Gaming communities are committed to this vision, too. Socialist Gamers is a community for left-wing gamers to build solidarity and counter far-right gamer culture. “They wanted to carve out a place for leftist video game fans to meet and connect without the toxicity that’s all too prevalent in online gaming culture,” says Leslie, a Boston-based gamer who connected with Socialist Gamers in 2017, and who asked to be identified by her first name. “The industry itself still has a long way to go in terms of being more accessible and less misogynistic, but the themes and messaging that games are sharing with players are getting more and more revolutionary, and I think that’s absolutely a good thing.”
Socialist Gamer staff member Brian, who lives in West Virginia and also asked to be identified by his first name, seeks out releases that align with his left-wing values, but says that while many studios and developers are liberal, most aren’t anti-capitalist. “There’s a large untapped market for leftist ideals to be in video game narratives, but developers are not in any way incentivized to make explicitly leftist games,” he says.
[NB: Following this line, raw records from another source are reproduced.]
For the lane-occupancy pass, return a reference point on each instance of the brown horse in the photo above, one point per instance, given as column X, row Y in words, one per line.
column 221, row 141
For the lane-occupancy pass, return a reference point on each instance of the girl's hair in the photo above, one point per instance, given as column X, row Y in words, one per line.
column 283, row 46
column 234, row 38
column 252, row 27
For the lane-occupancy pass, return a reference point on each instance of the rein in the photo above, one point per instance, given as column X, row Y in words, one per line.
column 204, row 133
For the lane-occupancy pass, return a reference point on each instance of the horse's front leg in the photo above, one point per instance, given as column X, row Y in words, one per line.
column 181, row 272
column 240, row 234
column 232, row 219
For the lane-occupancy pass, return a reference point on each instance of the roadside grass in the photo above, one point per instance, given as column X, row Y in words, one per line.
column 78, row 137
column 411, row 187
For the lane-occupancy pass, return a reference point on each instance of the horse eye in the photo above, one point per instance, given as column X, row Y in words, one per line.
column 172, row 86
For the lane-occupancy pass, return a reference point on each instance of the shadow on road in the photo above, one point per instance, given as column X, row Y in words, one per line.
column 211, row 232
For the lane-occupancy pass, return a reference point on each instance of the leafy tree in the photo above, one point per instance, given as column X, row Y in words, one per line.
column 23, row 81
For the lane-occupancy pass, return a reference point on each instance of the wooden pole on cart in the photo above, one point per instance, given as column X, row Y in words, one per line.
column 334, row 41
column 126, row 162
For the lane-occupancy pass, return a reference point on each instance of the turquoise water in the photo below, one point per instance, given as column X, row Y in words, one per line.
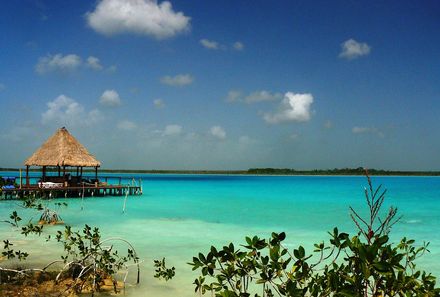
column 179, row 215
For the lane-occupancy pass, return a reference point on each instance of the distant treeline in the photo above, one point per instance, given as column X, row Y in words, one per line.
column 337, row 171
column 261, row 171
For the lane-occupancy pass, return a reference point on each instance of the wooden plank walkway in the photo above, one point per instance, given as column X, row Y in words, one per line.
column 72, row 191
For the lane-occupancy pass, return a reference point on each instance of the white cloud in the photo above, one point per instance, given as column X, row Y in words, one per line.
column 94, row 63
column 293, row 108
column 171, row 130
column 110, row 98
column 112, row 69
column 233, row 96
column 260, row 96
column 328, row 124
column 144, row 17
column 159, row 103
column 178, row 80
column 351, row 49
column 126, row 125
column 239, row 46
column 209, row 44
column 218, row 132
column 58, row 63
column 294, row 136
column 367, row 130
column 66, row 111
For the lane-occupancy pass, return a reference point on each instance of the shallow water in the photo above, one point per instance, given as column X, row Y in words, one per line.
column 180, row 215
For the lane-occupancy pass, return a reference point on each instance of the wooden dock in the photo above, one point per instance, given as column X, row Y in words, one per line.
column 72, row 191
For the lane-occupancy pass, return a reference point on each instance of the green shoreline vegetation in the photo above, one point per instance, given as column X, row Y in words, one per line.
column 364, row 264
column 263, row 171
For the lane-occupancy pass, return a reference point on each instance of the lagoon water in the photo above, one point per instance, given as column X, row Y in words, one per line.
column 180, row 215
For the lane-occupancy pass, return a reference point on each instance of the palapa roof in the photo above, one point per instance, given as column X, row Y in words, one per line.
column 62, row 149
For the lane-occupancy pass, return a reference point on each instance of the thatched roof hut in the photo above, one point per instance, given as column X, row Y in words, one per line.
column 61, row 150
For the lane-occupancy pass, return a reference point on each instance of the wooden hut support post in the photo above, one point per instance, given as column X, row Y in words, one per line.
column 27, row 176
California-based gamer Quinny Cascade is heartened by the visibly radical bent of Tonight We Riot and similar works. “[It] was made for me,” she tells Observer over Twitter DM. “Or rather, it was made for Us. Much of any media’s intellectual, emotional, and social priming is representative of the status quo. Deviating from that formula can genuinely upset people.
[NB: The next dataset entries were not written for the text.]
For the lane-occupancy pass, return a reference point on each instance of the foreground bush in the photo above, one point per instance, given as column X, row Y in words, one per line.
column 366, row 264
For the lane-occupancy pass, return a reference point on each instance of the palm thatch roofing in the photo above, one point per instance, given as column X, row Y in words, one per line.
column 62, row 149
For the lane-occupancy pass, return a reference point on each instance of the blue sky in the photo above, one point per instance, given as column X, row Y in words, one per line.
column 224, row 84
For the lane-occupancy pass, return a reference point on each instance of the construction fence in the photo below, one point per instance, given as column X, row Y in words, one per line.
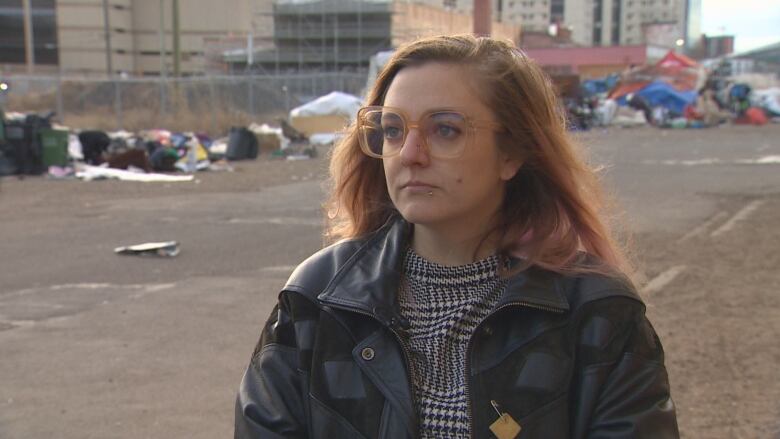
column 210, row 104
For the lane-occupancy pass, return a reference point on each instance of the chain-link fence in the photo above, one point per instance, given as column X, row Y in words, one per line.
column 203, row 104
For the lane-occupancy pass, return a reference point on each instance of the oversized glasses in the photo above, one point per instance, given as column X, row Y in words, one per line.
column 382, row 131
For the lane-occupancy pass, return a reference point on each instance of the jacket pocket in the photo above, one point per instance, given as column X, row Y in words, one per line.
column 550, row 421
column 326, row 423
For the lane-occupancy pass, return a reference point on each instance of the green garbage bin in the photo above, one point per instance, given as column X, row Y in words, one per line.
column 54, row 144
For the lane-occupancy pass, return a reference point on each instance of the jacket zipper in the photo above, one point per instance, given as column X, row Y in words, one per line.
column 407, row 356
column 468, row 351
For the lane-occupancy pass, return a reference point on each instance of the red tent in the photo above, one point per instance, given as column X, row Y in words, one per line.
column 676, row 69
column 676, row 60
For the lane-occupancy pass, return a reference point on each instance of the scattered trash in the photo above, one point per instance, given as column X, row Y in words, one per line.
column 165, row 249
column 61, row 172
column 89, row 173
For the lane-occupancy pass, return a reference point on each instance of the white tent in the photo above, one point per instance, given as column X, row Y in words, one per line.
column 332, row 104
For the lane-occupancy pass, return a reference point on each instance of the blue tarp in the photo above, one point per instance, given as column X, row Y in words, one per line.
column 602, row 85
column 659, row 93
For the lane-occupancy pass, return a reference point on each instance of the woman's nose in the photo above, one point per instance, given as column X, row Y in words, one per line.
column 414, row 151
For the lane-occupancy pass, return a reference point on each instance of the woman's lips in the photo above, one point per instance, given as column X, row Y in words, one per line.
column 418, row 187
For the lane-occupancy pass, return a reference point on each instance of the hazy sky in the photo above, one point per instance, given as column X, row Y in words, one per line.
column 754, row 23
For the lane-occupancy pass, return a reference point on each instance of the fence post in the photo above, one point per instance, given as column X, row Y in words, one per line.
column 117, row 103
column 213, row 106
column 60, row 109
column 251, row 94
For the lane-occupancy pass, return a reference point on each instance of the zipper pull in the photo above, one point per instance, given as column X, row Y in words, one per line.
column 505, row 427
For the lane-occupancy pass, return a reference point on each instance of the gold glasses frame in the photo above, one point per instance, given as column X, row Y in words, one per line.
column 473, row 125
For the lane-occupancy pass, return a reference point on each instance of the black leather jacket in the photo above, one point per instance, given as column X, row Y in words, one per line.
column 565, row 356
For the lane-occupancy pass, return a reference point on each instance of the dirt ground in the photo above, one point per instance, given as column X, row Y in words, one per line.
column 706, row 246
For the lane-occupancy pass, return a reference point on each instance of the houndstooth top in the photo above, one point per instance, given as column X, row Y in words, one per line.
column 444, row 305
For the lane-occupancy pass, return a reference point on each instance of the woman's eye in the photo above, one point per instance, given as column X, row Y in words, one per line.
column 447, row 131
column 392, row 132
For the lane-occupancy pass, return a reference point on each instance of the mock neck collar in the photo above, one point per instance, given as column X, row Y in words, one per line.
column 368, row 281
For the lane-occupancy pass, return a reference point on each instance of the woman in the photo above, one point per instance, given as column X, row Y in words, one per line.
column 475, row 291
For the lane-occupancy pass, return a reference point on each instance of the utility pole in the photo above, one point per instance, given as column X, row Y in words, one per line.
column 482, row 19
column 176, row 47
column 107, row 29
column 29, row 43
column 163, row 70
column 161, row 33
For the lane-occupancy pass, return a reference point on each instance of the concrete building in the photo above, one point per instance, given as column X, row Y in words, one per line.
column 70, row 35
column 342, row 35
column 609, row 22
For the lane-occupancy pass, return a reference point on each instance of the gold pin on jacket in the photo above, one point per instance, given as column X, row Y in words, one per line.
column 505, row 427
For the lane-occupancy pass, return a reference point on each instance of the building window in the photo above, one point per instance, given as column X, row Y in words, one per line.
column 44, row 18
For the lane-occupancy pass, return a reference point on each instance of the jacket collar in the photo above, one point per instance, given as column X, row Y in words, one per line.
column 368, row 282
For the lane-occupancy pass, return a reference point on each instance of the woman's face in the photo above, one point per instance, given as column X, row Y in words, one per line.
column 459, row 193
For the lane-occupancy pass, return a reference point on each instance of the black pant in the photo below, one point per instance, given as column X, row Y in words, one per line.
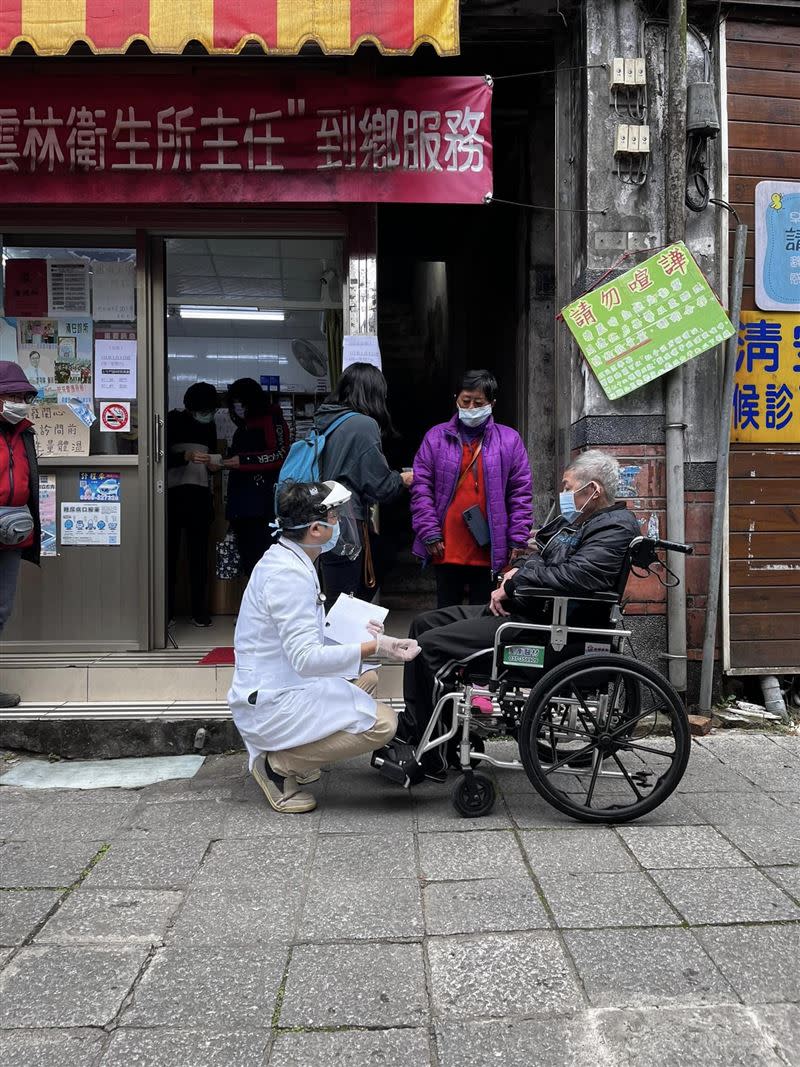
column 452, row 578
column 189, row 509
column 252, row 538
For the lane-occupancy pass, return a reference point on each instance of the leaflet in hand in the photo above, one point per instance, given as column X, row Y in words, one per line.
column 347, row 620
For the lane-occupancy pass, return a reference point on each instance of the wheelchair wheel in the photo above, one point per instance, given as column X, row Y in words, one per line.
column 622, row 750
column 474, row 795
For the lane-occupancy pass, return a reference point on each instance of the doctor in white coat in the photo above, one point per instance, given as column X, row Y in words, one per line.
column 291, row 698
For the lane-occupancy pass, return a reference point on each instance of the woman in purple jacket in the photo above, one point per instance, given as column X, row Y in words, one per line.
column 472, row 495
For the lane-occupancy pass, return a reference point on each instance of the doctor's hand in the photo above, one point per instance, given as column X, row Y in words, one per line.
column 397, row 650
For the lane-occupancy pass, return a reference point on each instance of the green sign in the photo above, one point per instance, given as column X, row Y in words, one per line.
column 523, row 655
column 648, row 321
“I’m a Native American, Pakistani trans woman with ADHD, and I’m aggressively and empathetically leftist as hell. I’m also angry, loud, and dark skinned. Most things are not created with me in mind… [Tonight We Riot is] no more political than any other game is, it just reflects the voices of the unheard.” Cascade adds, “I think the truth is that most people are anti-capitalist, they just don’t know it yet.”
The lethal and imbalanced conditions forced by COVID-19 are disproportionately impacting communities that were already marginalized and targeted, a pattern that holds true in the gaming community. “Most folks who play video games now are people of color, and almost half are women,” says Leslie. “Essentially, those who have been most affected by COVID-19. The workers who help make our favorite games get laid off while executives are basically unaffected.”
But Leslie also highlights community-building creativity in Animal Crossing and fundraising efforts led by streamers as examples of organizing in the community to counter—or at least mitigate the misery brought on by—the pandemic’s oppressive conditions. Game Workers Unite is an international organization building towards unionizing the game industry, while other worker coops like The Glory Society, founded by Night in the Woods co-creators Bethany Hockenberry and Scott Benson, and Motion Twin continue to create video games that are the product of equitable working conditions.
This mutual support and collectivism, says Anderson, are the only threats posed by Tonight We Riot’s socialism. “A socialist is only threatening those rich people with living at the same level that everyone else already has to live, but improving those conditions to the point that that’s not terrible anymore,” he says. “These aren’t unreasonable demands, these are demands for life.”